You can't even trust hardware manufacturers to get audio drivers right, why would you ever trust them with something like this?


the people buying these things mostly do not browse HN and have no idea what audio drivers are.


What would a sufficient reputational signal be?

The internet of things doesn't have any of the stigma that this has; and I still wouldn't trust it to run lightbulb.

With something that attaches to your body 24/7, it sounds like you would want something on the order of medical grade assurances because, if something goes wrong, it has the potential to cause medical problems.


On top of this, people don't usually shop around much for the best product when it comes to intimate devices. A lot of it is even specifically marketed toward impulse buys.


And even some of the more reputable brands have a distinct hint of skeeziness to their branding. “Fun Factory” and “The Pleasure Chest” both sound super sketch, despite both being well respected companies with a good track record.


>I guess that's part of the thrill.

Yeah looking forward to the day where passing unit tests results in a Neuralink-induced orgasm


We've got some azure pipelines tasks on buttplug.io in the works that may facilitate this.


Godforbid there is accidental race scenario


I mean, if it has a webhook, you can probably fire it on success or failure from Jenkins...


Until a sizeable chunk of the world's workforce is erotically DDOS'd into blissful oblivion.

Mmm cyberpunk.


For as cheesy as 90's sci-fi was, Demolition Man was surprisingly prescient about little things like this. Physical coitus becomes a disgusting act akin to taking a shit, so it becomes a virtual shared experience that creates the feelings between two relative strangers without the various risks.


My only experience with Aliexpress was that I ordered $30 rubber feet replacements for my laptop, and they sent me a postcard with an advertisement for a fitness band written in German. When I complained with them, they told me to check the mailbox again and went silent. Got a refund eventually, but I can imagine fraud is a standard operating procedure there.


I think you lucked out or maybe didn't pay enough attention to the seller reputation.
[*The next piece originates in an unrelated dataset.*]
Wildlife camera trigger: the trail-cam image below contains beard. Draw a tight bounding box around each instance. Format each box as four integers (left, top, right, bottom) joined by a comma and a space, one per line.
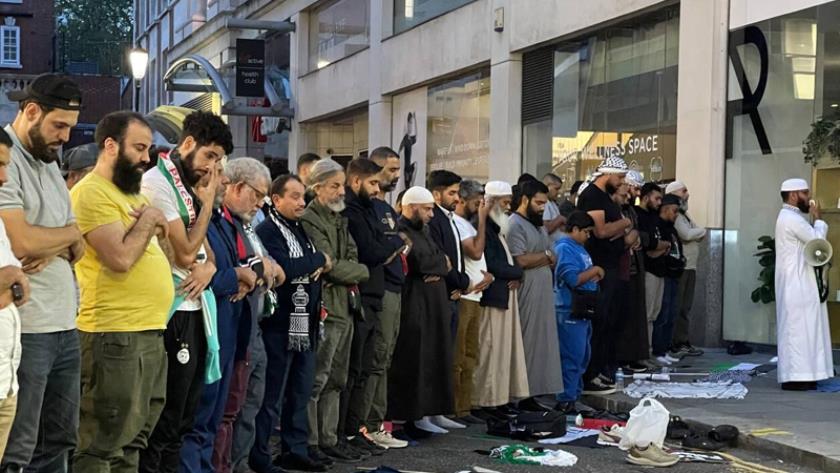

I probably ordered three dozen items from AE, ranging from cents to 600 euros, only thing not making it was a 10 dollar cable during the peak of the Spring covid wave in Europe, when logistics was seriously disrupted. Got my money back. I suspect it was lost, as tracking showed it strolling across the Far East back and forth.

And items were not up to spec sometimes, but also got my money back or the seller sent a replacement.


A friend I know tells me that they ordered a cheap knock off magic wand vibrator off eBay and after 3 months it never showed so they went to a sex shop and paid 200$ for the real deal. The fake one finally arrives couple weeks later but comparing them the fake one is just as strong but also has added features like different pulsations and more speed control. The 184$ difference will easily sway people to buy such products.


There's a bit of a....risk profile difference between a vib and a chastity device.


If the vib plugs into the wall as a most-popular one in that price range does, that’s definitely still a true statement.


Even without electricity, there's plenty of horror stories about sex toys--particularly dildos--made with unsafe materials. Some materials can cause allergic reactions, others are carcinogenic.


The article says they sold 40,000 of these things


Being aware of specific marketplace corruption isn't the same as being smart, and vice versa. And there's no reason to believe that the set of people buying these devices is the same as the set of people not buying memory cards.


Is it the consumer buying them, or retailers/drop-shippers buying them to resell?


the article notes that it's 40k registered users as per the api.